Son secret fut découvert. »

 

Rafaël vint alors à un jeune danseur gitan. Ce que j'aurais à te dire, ce sont des vers de Ben Jaref de Cordoue, qui mourut en 1220 :

 

« Avec ses mouvements harmonieux

Il joue avec les cœurs ;

Quand il ôte ses vêtements,

Il se vêt d'enchantement.

Souple comme la branche dans le jardin,

Il joue comme la gazelle dans son gîte.

Sa danse joue avec l'esprit des spectateurs

Comme la fortune avec le cœur des hommes.

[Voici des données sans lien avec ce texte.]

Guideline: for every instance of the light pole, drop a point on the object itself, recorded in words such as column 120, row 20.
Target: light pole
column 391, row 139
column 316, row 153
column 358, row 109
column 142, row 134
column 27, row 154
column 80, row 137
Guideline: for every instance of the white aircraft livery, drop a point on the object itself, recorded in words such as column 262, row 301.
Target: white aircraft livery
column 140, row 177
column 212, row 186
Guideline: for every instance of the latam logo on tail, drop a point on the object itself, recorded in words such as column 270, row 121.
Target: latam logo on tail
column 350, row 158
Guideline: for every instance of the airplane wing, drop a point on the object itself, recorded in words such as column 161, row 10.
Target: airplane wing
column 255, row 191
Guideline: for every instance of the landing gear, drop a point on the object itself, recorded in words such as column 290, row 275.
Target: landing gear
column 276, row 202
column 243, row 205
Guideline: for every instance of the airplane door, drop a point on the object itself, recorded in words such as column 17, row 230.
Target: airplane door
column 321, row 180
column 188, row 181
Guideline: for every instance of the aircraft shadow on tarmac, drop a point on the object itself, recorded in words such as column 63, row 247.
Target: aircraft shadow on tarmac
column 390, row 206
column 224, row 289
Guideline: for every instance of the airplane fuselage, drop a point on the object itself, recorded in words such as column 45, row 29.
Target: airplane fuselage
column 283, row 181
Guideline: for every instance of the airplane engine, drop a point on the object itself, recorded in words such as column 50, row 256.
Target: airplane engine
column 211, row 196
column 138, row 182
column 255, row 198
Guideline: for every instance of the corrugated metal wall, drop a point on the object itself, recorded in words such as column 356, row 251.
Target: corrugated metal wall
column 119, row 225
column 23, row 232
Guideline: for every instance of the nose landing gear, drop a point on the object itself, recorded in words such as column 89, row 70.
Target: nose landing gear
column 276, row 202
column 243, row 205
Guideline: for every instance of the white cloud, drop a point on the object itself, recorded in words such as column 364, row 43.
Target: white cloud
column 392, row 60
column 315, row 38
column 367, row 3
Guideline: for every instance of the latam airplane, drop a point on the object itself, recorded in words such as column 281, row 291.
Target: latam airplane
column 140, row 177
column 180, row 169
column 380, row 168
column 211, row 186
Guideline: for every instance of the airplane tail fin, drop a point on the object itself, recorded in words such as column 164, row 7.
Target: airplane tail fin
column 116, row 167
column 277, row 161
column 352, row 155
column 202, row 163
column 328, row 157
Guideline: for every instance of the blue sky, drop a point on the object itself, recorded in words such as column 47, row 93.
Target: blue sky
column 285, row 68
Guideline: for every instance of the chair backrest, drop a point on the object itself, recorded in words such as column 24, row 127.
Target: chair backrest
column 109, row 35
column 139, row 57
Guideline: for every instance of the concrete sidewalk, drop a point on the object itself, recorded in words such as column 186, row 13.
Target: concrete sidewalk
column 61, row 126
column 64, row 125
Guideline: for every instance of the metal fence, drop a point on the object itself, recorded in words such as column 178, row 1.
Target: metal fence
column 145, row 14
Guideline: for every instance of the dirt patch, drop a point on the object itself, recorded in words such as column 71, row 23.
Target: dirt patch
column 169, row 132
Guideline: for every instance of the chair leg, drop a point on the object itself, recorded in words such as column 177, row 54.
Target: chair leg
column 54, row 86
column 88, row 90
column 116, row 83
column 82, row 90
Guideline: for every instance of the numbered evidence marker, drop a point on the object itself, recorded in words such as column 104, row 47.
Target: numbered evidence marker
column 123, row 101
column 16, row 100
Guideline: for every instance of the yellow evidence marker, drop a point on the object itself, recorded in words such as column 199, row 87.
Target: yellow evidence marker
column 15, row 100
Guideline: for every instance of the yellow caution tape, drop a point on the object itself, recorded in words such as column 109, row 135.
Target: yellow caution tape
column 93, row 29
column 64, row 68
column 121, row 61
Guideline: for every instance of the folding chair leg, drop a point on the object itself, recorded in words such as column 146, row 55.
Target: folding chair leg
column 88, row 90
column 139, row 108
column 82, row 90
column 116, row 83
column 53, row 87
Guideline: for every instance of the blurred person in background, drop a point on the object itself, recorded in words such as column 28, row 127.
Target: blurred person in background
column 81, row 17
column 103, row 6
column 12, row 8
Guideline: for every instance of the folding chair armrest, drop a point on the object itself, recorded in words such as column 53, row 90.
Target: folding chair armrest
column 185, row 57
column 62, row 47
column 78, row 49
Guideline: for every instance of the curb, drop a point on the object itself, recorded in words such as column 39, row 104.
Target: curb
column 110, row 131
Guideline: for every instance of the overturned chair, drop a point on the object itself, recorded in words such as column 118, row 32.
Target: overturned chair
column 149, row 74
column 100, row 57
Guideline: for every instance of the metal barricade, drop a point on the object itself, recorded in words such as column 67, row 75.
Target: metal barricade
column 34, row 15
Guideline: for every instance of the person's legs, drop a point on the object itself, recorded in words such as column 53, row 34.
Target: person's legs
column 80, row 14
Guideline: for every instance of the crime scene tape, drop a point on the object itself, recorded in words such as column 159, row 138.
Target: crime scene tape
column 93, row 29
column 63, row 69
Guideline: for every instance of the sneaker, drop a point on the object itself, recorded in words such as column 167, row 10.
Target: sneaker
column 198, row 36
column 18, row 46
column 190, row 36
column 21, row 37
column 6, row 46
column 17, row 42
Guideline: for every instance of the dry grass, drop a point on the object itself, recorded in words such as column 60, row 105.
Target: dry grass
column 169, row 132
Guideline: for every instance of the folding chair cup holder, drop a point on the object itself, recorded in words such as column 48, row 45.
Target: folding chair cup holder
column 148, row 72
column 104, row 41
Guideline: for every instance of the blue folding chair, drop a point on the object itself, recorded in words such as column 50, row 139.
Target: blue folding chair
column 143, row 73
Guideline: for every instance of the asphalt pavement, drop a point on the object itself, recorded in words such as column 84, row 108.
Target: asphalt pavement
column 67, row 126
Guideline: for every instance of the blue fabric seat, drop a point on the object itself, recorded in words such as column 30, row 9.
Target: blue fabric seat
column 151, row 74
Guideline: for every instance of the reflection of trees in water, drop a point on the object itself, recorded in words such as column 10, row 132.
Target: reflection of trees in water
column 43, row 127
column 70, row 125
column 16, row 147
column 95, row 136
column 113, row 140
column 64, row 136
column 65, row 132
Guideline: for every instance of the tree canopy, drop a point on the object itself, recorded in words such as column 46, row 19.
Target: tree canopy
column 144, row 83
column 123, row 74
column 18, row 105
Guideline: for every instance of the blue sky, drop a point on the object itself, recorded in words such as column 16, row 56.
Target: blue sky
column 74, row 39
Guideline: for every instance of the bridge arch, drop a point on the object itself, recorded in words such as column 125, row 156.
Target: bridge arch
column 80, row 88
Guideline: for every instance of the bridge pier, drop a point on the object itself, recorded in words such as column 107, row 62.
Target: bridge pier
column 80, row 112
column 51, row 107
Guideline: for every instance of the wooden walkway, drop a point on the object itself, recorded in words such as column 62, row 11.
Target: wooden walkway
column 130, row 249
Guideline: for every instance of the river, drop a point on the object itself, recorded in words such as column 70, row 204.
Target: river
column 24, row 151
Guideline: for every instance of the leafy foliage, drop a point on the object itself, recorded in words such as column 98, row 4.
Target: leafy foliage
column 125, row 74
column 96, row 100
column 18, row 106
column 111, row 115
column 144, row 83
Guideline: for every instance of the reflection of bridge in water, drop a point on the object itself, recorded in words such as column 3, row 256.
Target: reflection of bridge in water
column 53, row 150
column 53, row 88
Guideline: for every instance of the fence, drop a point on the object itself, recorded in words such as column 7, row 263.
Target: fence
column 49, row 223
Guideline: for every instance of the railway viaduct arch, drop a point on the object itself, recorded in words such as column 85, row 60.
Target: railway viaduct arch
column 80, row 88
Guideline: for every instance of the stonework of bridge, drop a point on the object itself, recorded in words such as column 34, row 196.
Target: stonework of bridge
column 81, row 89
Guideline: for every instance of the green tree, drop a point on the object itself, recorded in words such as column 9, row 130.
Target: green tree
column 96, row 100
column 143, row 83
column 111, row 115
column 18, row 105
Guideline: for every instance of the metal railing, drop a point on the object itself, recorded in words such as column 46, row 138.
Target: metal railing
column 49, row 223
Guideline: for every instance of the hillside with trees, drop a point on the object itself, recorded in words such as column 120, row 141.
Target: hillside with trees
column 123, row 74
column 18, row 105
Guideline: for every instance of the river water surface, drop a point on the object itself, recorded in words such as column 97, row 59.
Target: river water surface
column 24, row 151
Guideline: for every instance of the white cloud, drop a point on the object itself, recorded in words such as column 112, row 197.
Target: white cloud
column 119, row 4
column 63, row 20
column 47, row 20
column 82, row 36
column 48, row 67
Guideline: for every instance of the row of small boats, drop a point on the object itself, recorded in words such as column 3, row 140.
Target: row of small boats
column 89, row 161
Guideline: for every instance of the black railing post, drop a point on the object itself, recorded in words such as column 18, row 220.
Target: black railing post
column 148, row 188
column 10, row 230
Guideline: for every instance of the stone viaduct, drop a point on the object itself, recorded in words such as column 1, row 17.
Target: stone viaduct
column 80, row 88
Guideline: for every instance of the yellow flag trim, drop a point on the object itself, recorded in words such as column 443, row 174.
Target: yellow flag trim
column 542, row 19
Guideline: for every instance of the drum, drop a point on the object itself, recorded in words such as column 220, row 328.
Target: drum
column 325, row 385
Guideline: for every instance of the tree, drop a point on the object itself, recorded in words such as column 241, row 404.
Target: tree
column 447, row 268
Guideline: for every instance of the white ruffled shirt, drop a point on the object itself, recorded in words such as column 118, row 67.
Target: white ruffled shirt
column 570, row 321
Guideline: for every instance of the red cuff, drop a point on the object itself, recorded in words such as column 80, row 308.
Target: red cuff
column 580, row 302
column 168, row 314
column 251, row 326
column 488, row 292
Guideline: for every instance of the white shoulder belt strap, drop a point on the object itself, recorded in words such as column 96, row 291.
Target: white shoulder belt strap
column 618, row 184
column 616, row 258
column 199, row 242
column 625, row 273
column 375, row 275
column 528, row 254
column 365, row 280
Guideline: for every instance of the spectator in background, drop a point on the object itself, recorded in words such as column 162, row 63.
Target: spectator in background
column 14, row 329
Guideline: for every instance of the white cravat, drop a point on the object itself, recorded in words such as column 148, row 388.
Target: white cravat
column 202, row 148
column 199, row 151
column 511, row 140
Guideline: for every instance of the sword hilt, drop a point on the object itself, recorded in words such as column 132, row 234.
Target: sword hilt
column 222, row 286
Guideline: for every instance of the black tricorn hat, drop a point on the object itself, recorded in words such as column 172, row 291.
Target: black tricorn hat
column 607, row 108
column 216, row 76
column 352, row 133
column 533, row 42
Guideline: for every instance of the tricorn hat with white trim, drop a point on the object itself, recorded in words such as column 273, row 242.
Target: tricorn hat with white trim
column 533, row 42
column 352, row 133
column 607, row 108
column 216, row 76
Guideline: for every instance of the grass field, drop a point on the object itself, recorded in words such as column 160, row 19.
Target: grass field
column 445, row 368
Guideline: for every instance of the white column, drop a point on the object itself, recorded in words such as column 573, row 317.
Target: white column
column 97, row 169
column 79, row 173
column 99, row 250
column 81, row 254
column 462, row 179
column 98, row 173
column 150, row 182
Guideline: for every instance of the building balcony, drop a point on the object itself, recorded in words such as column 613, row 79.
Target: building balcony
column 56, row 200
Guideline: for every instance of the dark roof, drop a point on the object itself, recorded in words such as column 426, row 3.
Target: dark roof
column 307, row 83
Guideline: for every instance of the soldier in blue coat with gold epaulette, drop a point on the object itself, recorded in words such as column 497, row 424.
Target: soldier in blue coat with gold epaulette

Lorsqu'avec ses pieds il touche sa tête

On dirait une épée bien trempée

Qui se plie jusqu'à toucher la poignée avec la pointe. »

 

Nous écoutions, silencieux, ravis. Rafaël s'assit, le regard perdu au loin.

 

A cette époque, comme aujourd'hui, les hommes avaient peur de la beauté. Parfois ils rasaient les cheveux des garçons pour les rendre laids. Le poète cordouan Yousouf Ben Haroun Al Ramadi, qui mourut en 1022, écrit à propos d'un garçon ainsi traité :

 

« Ils lui ont rasé la tête

Pour le vêtir de laideur,

Par jalousie et peur

Que leur inspirait sa beauté.

Avant de le raser, il était nuit et aurore ;

Ils ont enlevé la nuit

Et n'ont laissé que l'aurore. »

 

Avant de nous séparer, mes amis, poursuit Rafaël, je voudrais évoquer le roi Motamid de Séville, qui vécut de 1068 à 1091. Il était bisexuel et aimait la beauté partout où il la rencontrait. Quand il était jeune, il gouvernait l'Algarve avec son ami de cœur, Ben Ammar. Il épousa une esclave nommée Roumaykiyya parce qu'elle sut, seule, compléter un poème qu'il était en train de composer. Il fit capitaine de ses gardes le Faucon Gris, qui était un chef de bande beau et intelligent. Comme vizir il nomma son ami Ben Ammar, qui, comme son maître, aimait la beauté des garçons et des filles. Il dédia au roi ce poème :

 

« Le jardin est comme une belle

Vêtue d'une tunique de fleurs

Et ornée du collier des perles de la rosée ;

Il est aussi comme un jeune garçon

Tout rougissant de la pudeur des roses,

Tout velouté du duvet des myrtes. »

 

La nuit était tombée. Le Guadalquivir, au bout de la terrasse, ne se distinguait plus qu'à peine. Auriez-vous aimé vivre en ce temps là ? conclut Rafaël. Oui, j'en suis sûr. Nous aurions bu le même vin que le vizir de Séville Abou Walid, qui mourut en 1048, et nous aurions chanté avec lui :

 

« Quand tu offres aux convives

Les coupes de vin que tu remplis,

Bel échanson, tu leur offres aussi

Le vin de tes joues qu'enflamme la pudeur,

Et je ne suis pas timide à la boire. »

 

N'aurions-nous pas aimé, mes amis, boire aussi ce vin, alors, comme aujourd'hui ?

 

Nous ne répondîmes pas. Le Guadalquivir murmurait sa plainte en traversant Cordoue.